Nature edition on autism spectrum disorders

An edition of the science journal, Nature, focuses on autism (click here).

The edition includes ...

Editorial

The mind’s tangled web.

Efforts to elucidate how genes and the environment shape the development of autism, although making progress, still fall far short of their goal.

Features

Special issue on neuroscience: The autism enigma

Diagnoses and research funding are rising, but much about autism remains a puzzle. Nature seeks some truths.
The prevalence puzzle: Autism counts

Shifting diagnoses and heightened awareness explain only part of the apparent rise in autism. Scientists are struggling to explain the rest.
Karen Weintraub
Scientists and autism: When geeks meet

Psychologist Simon Baron-Cohen thinks scientists and engineers could be more likely to have a child with autism. Some researchers say the proof isn't there.
Lizzie Buchen
Autism's fight for facts: A voice for science

Convinced by the evidence that vaccines do not cause autism, Alison Singer started a research foundation that pledges to put science first.
Meredith Wadman

Comment

Changing perceptions: The power of autism

Recent data — and personal experience — suggest that autism can be an advantage in some spheres, including science, says Laurent Mottron.

Comments

Scientists must stop emphasizing autistics' shortcomings

We must stop considering the different brain structure of autistic individuals to be a deficiency, as research reveals that many autistics – not just “savants” – have qualities and abilities that may exceed those of people who do not have the condition, according to a provocative article published today in Nature by Dr. Laurent Mottron at the University of Montreal's Centre for Excellence in Pervasive Development Disorders. “Recent data and my own personal experience suggest it's time to start thinking of autism as an advantage in some spheres, not a cross to bear,” Mottron said.

Mottron's research team has strongly established and replicated the abilities and sometimes superiorities of autistics in multiple cognitive operations such as perception and reasoning, as have others. His group includes several autistics, and one of them, Michelle Dawson, is a particular success. Dawson makes major contributions to our understanding of the condition through her work and her judgment. “Michelle challenged my scientific perception of autism,” Mottron explained. Dawson's insight is the interpretation of autistic strengths as the manifestation of authentic intelligence rather than a kind of trick of the brain that allows them to mindlessly perform intelligent tasks. “It's amazing to me that for decades scientists have estimated the magnitude of mental retardation based on the administration of inappropriate tests, and on the misinterpretation of autistic strengths,” Mottron added.

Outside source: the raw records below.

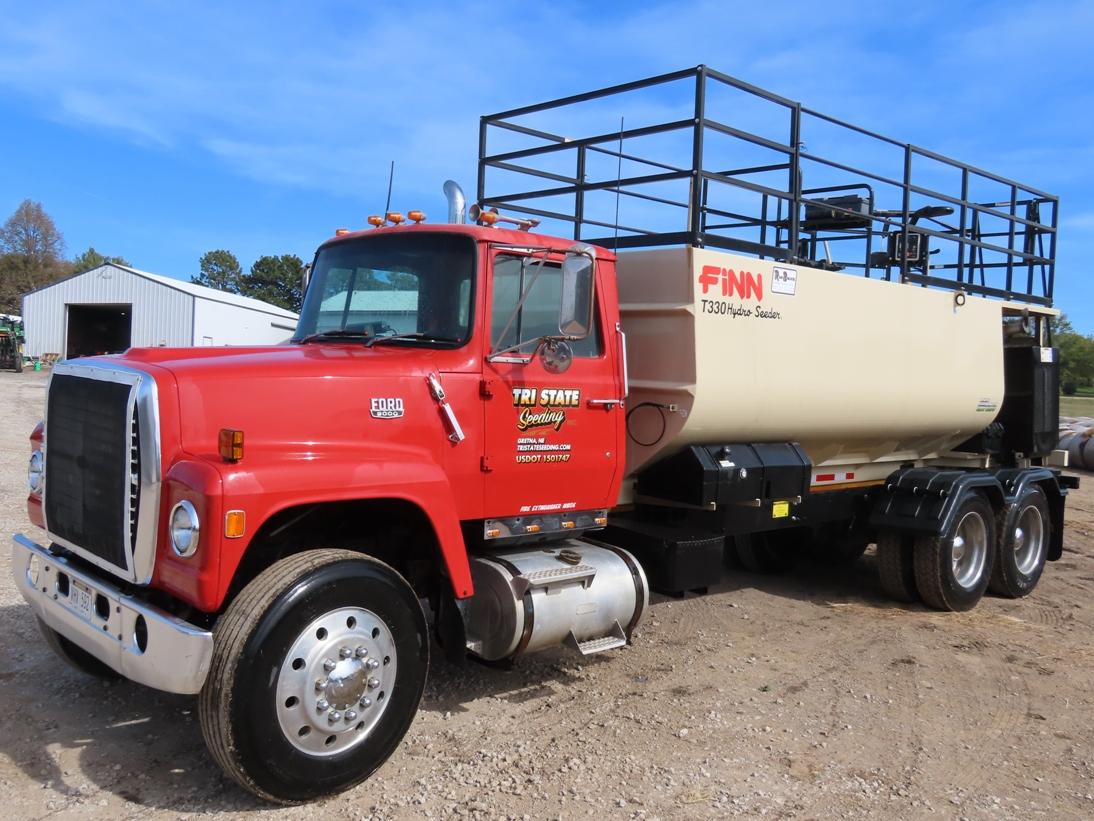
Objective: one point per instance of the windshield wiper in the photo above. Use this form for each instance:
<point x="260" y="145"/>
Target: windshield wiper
<point x="399" y="337"/>
<point x="334" y="334"/>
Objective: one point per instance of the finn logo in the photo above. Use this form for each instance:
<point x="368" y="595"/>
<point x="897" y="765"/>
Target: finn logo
<point x="729" y="282"/>
<point x="386" y="407"/>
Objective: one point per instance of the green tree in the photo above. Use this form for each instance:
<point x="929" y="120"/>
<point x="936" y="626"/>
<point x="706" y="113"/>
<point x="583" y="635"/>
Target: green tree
<point x="219" y="269"/>
<point x="92" y="258"/>
<point x="276" y="279"/>
<point x="31" y="249"/>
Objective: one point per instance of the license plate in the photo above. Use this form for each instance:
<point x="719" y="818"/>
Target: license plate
<point x="82" y="599"/>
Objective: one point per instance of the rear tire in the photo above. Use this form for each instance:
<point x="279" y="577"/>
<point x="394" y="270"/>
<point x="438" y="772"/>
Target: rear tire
<point x="953" y="568"/>
<point x="1024" y="535"/>
<point x="318" y="667"/>
<point x="77" y="657"/>
<point x="896" y="565"/>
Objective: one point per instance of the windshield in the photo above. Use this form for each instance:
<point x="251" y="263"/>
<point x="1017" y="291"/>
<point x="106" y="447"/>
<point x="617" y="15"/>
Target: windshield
<point x="415" y="284"/>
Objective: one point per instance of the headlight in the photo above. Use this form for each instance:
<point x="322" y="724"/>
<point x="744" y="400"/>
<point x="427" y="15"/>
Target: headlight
<point x="184" y="529"/>
<point x="36" y="472"/>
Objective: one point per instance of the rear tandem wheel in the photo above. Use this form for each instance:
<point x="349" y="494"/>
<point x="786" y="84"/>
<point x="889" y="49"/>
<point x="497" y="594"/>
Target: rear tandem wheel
<point x="954" y="567"/>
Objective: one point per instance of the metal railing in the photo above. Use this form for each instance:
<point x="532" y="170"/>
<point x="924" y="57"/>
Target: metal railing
<point x="884" y="222"/>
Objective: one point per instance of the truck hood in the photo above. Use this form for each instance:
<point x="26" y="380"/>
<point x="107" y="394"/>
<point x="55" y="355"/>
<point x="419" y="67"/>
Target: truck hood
<point x="295" y="401"/>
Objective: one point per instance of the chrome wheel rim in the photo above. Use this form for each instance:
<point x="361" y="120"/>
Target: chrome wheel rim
<point x="969" y="550"/>
<point x="1028" y="540"/>
<point x="335" y="682"/>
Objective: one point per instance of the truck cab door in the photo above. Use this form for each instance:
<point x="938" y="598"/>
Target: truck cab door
<point x="553" y="440"/>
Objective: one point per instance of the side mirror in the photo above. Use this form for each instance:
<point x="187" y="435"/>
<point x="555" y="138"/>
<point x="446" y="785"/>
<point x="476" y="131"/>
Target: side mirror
<point x="575" y="314"/>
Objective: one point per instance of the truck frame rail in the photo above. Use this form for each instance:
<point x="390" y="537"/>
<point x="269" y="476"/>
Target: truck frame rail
<point x="899" y="212"/>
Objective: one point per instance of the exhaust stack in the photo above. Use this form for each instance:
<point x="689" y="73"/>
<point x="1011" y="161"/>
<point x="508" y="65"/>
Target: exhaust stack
<point x="456" y="203"/>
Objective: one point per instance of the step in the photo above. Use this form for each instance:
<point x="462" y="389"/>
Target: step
<point x="610" y="642"/>
<point x="558" y="576"/>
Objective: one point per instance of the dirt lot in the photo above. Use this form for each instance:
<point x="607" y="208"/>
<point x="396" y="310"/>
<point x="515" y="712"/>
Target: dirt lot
<point x="803" y="695"/>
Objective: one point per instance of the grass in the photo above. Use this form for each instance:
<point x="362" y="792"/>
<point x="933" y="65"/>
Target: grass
<point x="1078" y="405"/>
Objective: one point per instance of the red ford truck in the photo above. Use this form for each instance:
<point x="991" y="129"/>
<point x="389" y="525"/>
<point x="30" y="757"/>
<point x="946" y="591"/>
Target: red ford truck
<point x="522" y="434"/>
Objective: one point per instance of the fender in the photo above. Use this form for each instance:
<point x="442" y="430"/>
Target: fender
<point x="265" y="485"/>
<point x="1016" y="480"/>
<point x="924" y="500"/>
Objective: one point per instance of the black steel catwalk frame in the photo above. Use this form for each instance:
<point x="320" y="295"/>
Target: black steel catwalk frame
<point x="1012" y="256"/>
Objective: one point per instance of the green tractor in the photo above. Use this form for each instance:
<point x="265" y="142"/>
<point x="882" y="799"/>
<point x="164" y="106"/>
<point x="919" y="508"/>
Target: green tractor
<point x="11" y="344"/>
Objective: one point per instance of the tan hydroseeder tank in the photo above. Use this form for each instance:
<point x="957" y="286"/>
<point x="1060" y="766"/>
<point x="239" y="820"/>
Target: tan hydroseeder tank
<point x="862" y="372"/>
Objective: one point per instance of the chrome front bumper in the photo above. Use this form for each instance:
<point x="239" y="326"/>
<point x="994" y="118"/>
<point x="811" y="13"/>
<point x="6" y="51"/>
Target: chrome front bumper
<point x="139" y="640"/>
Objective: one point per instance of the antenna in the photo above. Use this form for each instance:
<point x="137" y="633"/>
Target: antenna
<point x="615" y="238"/>
<point x="391" y="178"/>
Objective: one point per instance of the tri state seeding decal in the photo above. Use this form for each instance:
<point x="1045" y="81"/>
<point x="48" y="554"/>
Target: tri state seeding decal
<point x="543" y="409"/>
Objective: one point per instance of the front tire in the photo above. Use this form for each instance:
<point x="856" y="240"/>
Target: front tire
<point x="318" y="668"/>
<point x="953" y="568"/>
<point x="1024" y="531"/>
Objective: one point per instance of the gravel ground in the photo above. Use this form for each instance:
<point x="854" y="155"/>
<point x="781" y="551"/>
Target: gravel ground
<point x="802" y="695"/>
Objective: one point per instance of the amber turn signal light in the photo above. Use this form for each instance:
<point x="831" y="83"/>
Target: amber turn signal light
<point x="230" y="444"/>
<point x="235" y="523"/>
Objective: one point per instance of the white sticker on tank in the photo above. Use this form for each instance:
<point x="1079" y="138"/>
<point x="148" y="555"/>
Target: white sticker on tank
<point x="783" y="280"/>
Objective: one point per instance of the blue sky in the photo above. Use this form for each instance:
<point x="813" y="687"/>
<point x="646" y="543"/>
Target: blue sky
<point x="160" y="130"/>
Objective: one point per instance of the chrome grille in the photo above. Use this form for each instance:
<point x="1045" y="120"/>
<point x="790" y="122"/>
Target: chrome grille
<point x="103" y="465"/>
<point x="134" y="480"/>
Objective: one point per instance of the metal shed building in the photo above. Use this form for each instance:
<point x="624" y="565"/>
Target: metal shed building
<point x="114" y="307"/>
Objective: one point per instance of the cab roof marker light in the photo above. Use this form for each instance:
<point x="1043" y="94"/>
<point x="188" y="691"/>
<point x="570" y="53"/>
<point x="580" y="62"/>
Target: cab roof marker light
<point x="230" y="444"/>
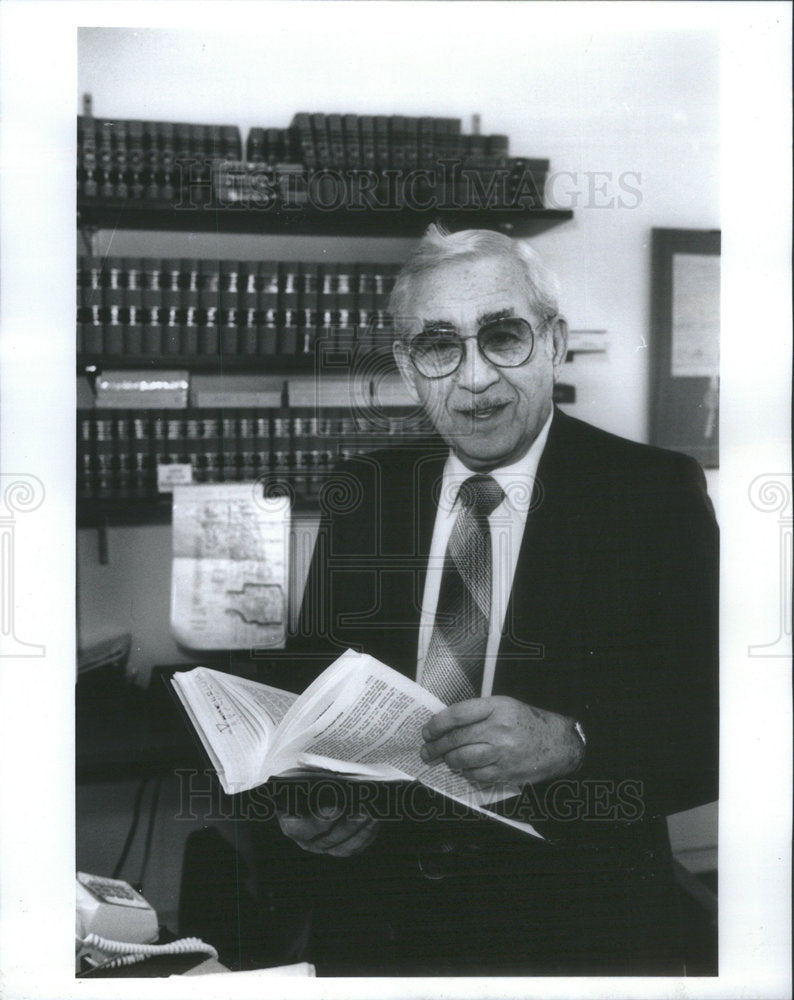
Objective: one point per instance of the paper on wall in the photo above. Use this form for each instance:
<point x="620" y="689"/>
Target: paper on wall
<point x="229" y="573"/>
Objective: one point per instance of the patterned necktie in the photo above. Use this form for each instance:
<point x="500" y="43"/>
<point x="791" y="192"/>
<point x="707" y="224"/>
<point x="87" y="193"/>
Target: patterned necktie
<point x="453" y="666"/>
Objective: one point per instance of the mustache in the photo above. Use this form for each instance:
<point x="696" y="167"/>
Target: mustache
<point x="480" y="406"/>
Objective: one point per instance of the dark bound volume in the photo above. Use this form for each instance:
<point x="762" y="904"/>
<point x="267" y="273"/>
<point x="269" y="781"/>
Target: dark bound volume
<point x="353" y="158"/>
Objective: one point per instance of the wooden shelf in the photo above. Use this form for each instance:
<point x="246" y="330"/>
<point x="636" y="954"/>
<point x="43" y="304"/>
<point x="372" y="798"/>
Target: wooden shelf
<point x="306" y="220"/>
<point x="120" y="513"/>
<point x="213" y="364"/>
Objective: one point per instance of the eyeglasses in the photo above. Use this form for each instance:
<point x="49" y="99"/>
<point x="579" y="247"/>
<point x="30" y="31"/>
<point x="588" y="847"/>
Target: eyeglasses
<point x="506" y="343"/>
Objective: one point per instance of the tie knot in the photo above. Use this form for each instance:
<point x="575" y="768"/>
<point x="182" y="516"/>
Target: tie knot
<point x="482" y="493"/>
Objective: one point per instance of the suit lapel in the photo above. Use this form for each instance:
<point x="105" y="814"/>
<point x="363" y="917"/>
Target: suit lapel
<point x="562" y="527"/>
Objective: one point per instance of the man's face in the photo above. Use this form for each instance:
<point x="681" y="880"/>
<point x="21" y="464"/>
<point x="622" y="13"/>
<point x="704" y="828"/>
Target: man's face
<point x="488" y="415"/>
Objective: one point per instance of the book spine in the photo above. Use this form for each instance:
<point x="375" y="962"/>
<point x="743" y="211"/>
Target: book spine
<point x="326" y="306"/>
<point x="367" y="134"/>
<point x="167" y="141"/>
<point x="212" y="444"/>
<point x="255" y="147"/>
<point x="229" y="308"/>
<point x="365" y="304"/>
<point x="137" y="160"/>
<point x="120" y="160"/>
<point x="209" y="293"/>
<point x="143" y="484"/>
<point x="322" y="146"/>
<point x="159" y="447"/>
<point x="122" y="455"/>
<point x="87" y="157"/>
<point x="113" y="304"/>
<point x="171" y="304"/>
<point x="103" y="453"/>
<point x="202" y="140"/>
<point x="309" y="277"/>
<point x="105" y="159"/>
<point x="151" y="146"/>
<point x="411" y="132"/>
<point x="189" y="278"/>
<point x="133" y="307"/>
<point x="345" y="307"/>
<point x="281" y="447"/>
<point x="427" y="149"/>
<point x="85" y="455"/>
<point x="249" y="309"/>
<point x="382" y="152"/>
<point x="268" y="279"/>
<point x="288" y="308"/>
<point x="397" y="142"/>
<point x="232" y="142"/>
<point x="245" y="438"/>
<point x="336" y="141"/>
<point x="194" y="453"/>
<point x="261" y="443"/>
<point x="90" y="306"/>
<point x="353" y="158"/>
<point x="304" y="139"/>
<point x="152" y="313"/>
<point x="278" y="147"/>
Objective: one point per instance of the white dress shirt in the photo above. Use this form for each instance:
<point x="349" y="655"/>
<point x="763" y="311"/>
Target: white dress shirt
<point x="506" y="523"/>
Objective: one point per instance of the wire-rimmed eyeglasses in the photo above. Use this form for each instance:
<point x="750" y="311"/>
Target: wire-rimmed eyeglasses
<point x="506" y="343"/>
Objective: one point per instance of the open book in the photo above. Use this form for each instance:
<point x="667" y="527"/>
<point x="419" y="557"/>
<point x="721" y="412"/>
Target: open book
<point x="358" y="719"/>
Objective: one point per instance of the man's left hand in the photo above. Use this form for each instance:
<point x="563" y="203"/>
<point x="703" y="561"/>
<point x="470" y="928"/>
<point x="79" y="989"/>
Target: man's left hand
<point x="499" y="739"/>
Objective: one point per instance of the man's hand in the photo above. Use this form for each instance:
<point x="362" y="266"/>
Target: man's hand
<point x="330" y="831"/>
<point x="500" y="739"/>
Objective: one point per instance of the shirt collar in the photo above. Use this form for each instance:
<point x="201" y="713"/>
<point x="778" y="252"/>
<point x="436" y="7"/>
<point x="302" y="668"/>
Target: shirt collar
<point x="516" y="479"/>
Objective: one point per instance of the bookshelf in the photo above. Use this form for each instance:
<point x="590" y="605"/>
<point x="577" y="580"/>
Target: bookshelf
<point x="396" y="174"/>
<point x="117" y="213"/>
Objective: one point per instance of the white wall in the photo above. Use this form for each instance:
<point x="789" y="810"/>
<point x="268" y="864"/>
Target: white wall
<point x="639" y="111"/>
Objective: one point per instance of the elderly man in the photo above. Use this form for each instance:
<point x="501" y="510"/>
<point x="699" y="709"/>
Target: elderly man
<point x="555" y="585"/>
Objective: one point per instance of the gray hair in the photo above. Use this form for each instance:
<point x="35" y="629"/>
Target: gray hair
<point x="438" y="246"/>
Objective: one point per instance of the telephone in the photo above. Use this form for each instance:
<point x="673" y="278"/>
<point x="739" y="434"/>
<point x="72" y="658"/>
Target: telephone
<point x="116" y="926"/>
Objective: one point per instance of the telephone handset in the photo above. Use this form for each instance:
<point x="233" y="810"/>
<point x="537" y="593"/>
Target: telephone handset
<point x="115" y="925"/>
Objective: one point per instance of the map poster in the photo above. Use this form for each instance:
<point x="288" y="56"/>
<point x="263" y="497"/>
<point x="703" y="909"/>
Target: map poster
<point x="230" y="567"/>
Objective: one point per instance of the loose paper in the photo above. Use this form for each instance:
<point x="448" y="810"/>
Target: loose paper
<point x="696" y="316"/>
<point x="230" y="566"/>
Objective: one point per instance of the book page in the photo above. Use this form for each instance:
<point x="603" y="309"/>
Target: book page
<point x="233" y="730"/>
<point x="371" y="716"/>
<point x="230" y="567"/>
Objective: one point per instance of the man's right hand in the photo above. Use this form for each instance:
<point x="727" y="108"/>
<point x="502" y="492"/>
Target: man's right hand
<point x="330" y="831"/>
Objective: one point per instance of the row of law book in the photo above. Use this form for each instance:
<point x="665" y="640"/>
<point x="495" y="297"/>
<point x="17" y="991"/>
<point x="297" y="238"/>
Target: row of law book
<point x="376" y="142"/>
<point x="185" y="164"/>
<point x="189" y="308"/>
<point x="120" y="452"/>
<point x="119" y="158"/>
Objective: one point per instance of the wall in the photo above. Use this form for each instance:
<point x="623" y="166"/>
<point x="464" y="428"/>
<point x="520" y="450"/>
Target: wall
<point x="629" y="120"/>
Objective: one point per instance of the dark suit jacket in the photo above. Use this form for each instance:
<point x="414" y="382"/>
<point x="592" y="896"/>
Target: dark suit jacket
<point x="612" y="620"/>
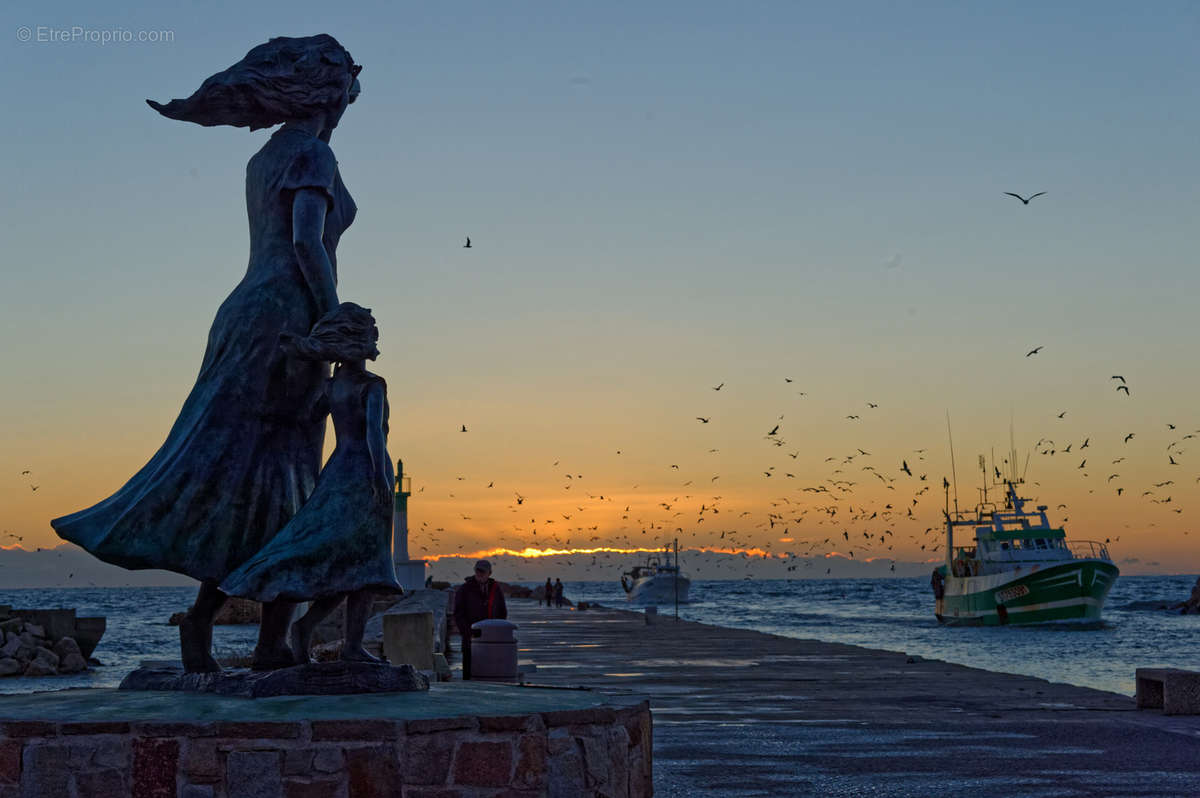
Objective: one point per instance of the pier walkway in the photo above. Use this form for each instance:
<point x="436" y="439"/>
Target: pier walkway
<point x="741" y="713"/>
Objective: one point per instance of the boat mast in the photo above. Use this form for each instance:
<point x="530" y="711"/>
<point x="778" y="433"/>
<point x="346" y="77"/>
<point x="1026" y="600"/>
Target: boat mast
<point x="677" y="579"/>
<point x="949" y="523"/>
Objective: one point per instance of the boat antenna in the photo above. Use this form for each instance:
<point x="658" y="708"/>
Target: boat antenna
<point x="954" y="473"/>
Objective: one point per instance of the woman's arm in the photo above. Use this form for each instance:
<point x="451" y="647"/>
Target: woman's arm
<point x="377" y="444"/>
<point x="309" y="208"/>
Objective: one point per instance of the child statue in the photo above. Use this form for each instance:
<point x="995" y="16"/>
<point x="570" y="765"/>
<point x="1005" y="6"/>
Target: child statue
<point x="339" y="545"/>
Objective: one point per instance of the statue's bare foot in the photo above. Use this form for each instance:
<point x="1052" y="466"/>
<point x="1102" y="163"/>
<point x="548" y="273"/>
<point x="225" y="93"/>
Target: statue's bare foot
<point x="271" y="659"/>
<point x="193" y="649"/>
<point x="299" y="647"/>
<point x="360" y="654"/>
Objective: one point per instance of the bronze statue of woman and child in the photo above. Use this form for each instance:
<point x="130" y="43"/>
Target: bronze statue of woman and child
<point x="237" y="496"/>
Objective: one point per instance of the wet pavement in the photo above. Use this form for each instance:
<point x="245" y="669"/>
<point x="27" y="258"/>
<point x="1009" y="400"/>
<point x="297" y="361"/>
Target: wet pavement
<point x="739" y="713"/>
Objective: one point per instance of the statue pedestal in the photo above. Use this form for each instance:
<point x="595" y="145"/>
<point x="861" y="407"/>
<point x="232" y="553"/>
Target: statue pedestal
<point x="456" y="738"/>
<point x="313" y="679"/>
<point x="411" y="574"/>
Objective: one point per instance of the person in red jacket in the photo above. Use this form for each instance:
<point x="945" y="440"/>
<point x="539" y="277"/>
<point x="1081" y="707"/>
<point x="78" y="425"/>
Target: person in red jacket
<point x="477" y="599"/>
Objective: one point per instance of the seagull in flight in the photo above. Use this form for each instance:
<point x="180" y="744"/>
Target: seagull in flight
<point x="1023" y="198"/>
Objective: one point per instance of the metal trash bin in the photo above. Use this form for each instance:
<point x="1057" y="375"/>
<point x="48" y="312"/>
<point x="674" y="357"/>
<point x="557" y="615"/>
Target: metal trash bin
<point x="493" y="649"/>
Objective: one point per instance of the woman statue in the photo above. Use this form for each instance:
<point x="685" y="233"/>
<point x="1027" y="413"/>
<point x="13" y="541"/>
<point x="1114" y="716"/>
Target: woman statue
<point x="339" y="545"/>
<point x="245" y="451"/>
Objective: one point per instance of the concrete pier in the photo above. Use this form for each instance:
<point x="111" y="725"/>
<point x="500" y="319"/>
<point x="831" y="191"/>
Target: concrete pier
<point x="741" y="713"/>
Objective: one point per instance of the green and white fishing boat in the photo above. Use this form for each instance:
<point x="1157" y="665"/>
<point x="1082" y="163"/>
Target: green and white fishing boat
<point x="1019" y="569"/>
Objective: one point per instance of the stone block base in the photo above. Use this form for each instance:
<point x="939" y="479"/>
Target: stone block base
<point x="603" y="750"/>
<point x="1173" y="690"/>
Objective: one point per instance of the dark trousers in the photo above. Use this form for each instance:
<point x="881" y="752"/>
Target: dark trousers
<point x="466" y="655"/>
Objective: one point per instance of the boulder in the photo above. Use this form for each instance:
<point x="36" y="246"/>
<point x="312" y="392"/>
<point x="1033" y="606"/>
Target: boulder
<point x="46" y="663"/>
<point x="46" y="654"/>
<point x="73" y="663"/>
<point x="1192" y="605"/>
<point x="24" y="653"/>
<point x="67" y="646"/>
<point x="11" y="646"/>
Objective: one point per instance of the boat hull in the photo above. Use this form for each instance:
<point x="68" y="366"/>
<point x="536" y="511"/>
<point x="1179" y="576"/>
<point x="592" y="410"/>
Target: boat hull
<point x="1071" y="592"/>
<point x="659" y="591"/>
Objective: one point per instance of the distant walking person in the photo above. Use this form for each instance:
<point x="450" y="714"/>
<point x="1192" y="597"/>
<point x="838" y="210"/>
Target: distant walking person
<point x="477" y="599"/>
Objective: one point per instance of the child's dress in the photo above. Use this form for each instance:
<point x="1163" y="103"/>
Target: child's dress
<point x="341" y="538"/>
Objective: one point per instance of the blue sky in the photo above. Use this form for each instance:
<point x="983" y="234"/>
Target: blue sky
<point x="663" y="197"/>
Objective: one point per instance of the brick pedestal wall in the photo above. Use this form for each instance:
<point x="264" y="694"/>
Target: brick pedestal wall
<point x="600" y="751"/>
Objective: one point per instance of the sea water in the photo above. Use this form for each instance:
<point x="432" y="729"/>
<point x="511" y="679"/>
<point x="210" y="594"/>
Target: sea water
<point x="893" y="615"/>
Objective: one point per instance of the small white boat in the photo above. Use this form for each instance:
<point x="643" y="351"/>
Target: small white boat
<point x="658" y="582"/>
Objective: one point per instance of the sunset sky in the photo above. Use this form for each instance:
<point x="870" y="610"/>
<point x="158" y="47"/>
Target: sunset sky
<point x="663" y="198"/>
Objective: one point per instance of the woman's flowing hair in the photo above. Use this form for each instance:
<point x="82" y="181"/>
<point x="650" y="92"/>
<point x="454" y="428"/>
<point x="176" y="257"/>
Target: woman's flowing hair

“We coined a word for that: normocentrism, meaning the preconception you have that if you do or are something, it is normal, and if autistic do or have it, it is abnormal,” Mottron said. He points out that there's a strong motivation for this perception, as it is the standard rhetoric of fund raising and grant applications, but that it comes at a cost in terms of how autistics are designated in social discourse. “While state and nonprofit funding is important for advancing our understanding of the condition, it's exceptional that these tools are used to work towards goals identified by the autistic community itself,” Mottron said, lamenting the fact that many autistics end up working repetitive, menial jobs, despite their intelligence and aptitude to make much more significant contributions to society. “Dawson and other autistic individuals have convinced me that, in many instances, people with autism need more than anything opportunities, frequently support, but rarely treatment,” Mottron said. “As a result, my lab and others believe autism should be described and investigated as an accepted variant within human species, not as a defect to be suppressed.”

Laurent Mottron's article claims that science should do its part to bring back autistics as members of the human community. His paper goes into more detail about the specific abilities of some autistic individuals, provides a range of real world examples, and offers some personal insights into his collaborations with Michelle Dawson.

About Dr. Laurent Mottron
Dr. Laurent Mottron, MD, PhD, is a professor at the University of Montreal's Department of Psychiatry and the director of the autism program at Rivière des Prairies Hospital (Montréal.) He also initiated the university's Centre for Excellence in Pervasive Development Disorders (CETEDUM.) The University of Montreal is known officially as Université de Montréal.

CETEDUM is based at the Université de Montréal's affiliated Rivière-des-Prairies Hospital and is part of the Fernand-Seguin Research Centre. Its full name in French is Centre d'Excellence en Troubles Envahissants du Développement de l'Université de Montréal.